Star Rating:

Endless Love

Director: Shana Feste

Actors: Gabriella Wilde, Alex Pettyfer

Release Date: Monday 30th November -0001

Genre(s): Drama

Running time: 103 minutes

Romance porn just doesn't cut it. No, this is under-the-counter, seedy raincoat romance porn, a Nicholas Sparks meets Cameron Crowe lovey-dovey syrupy goo of a movie (in fact the plot lifts wholesale from Crowe's Say Anything, and a little from Stand By Me). Despite the lack of originality, Endless Love steers a steady ship through the syrupy gooiness until it descends into all kinds of silliness in the last ten minutes.

Sensitive blue collar type Alex Pettyfer has had a crush on beautiful, rich blonde type Garbiella Wilde all through high school but it's only when they graduate that the wooing shows results. Doctor dad Bruce Greenwood doesn’t approve of this mechanic's son hanging around his daughter all summer and urges Gabriella to take an internship ahead of her pre-Med college course (there’s the Say Anything lift). Meanwhile, Gabriella's (twin?) brother Rhys Wakefield and Greenwood clash as Rhys struggles to live up to his recently deceased older brother (and there’s Stand By Me - both are John Cusack movies, coincidently).

Through the audience's groans and, yes, laughter, Endless Love admirably sticks to its Pure First Love guns with every scene a trailer-ready declaration of love.

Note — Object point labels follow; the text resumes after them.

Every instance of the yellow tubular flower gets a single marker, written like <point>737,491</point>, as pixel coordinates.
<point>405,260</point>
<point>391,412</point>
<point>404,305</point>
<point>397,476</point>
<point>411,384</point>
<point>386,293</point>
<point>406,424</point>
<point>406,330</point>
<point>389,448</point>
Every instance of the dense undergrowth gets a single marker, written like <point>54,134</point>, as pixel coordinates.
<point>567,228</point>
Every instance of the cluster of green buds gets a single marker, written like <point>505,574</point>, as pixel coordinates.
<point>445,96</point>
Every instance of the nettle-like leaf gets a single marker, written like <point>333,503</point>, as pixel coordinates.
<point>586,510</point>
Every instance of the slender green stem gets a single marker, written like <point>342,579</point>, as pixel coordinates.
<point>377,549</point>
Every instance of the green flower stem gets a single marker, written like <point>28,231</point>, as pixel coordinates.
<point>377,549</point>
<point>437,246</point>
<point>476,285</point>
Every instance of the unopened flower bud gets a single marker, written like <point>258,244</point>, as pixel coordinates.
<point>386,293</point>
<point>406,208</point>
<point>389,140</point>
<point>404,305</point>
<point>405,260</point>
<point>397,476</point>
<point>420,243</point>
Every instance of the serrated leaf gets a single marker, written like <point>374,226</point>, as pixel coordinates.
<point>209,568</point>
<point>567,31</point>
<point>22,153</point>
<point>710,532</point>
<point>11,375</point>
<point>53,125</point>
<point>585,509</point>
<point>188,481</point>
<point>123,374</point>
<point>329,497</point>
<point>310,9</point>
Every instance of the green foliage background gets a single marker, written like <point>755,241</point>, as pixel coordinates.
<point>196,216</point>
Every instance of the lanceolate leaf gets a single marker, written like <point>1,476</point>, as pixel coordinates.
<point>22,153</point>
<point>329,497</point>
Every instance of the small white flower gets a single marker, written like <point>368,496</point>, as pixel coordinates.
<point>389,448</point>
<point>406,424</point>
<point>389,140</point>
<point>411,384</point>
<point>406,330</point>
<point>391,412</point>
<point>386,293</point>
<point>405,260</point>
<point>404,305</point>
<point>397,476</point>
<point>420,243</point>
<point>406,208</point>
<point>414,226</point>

It asks a lot, like feeling sorry for rich, beautiful people with bright futures; Jade's world is of lakeside holiday homes, speedboats, paper aeroplanes carrying love notes, and happily standing in the rain. In any other teen movie Jade Butterfield is the spiteful cheerleader. And 'Jade Butterfield'? What is she, a new Barbie line?

But Wilde is likeable, Pettyfer does what he’s asked to do (be handsome and open-shirted) and Greenwood manages to walk a steady line between the ogre and the genuinely worried dad. The expansion of the story into his marriage with Joely Richardson, juxtaposing their crumbling marriage and this young blossoming love, is welcome. The soundtrack isn't bad with Lionel Richie, thankfully, staying at home.

Then, however, comes that final ten minutes where director Shana Feste (Country Strong) and her co-writer Joshua Safran (Gossip Girl) ensure they tick as many boxes as possible. It turns into Dawson Creek. Then Disney. Then Beverly Hills 90210 (the new one).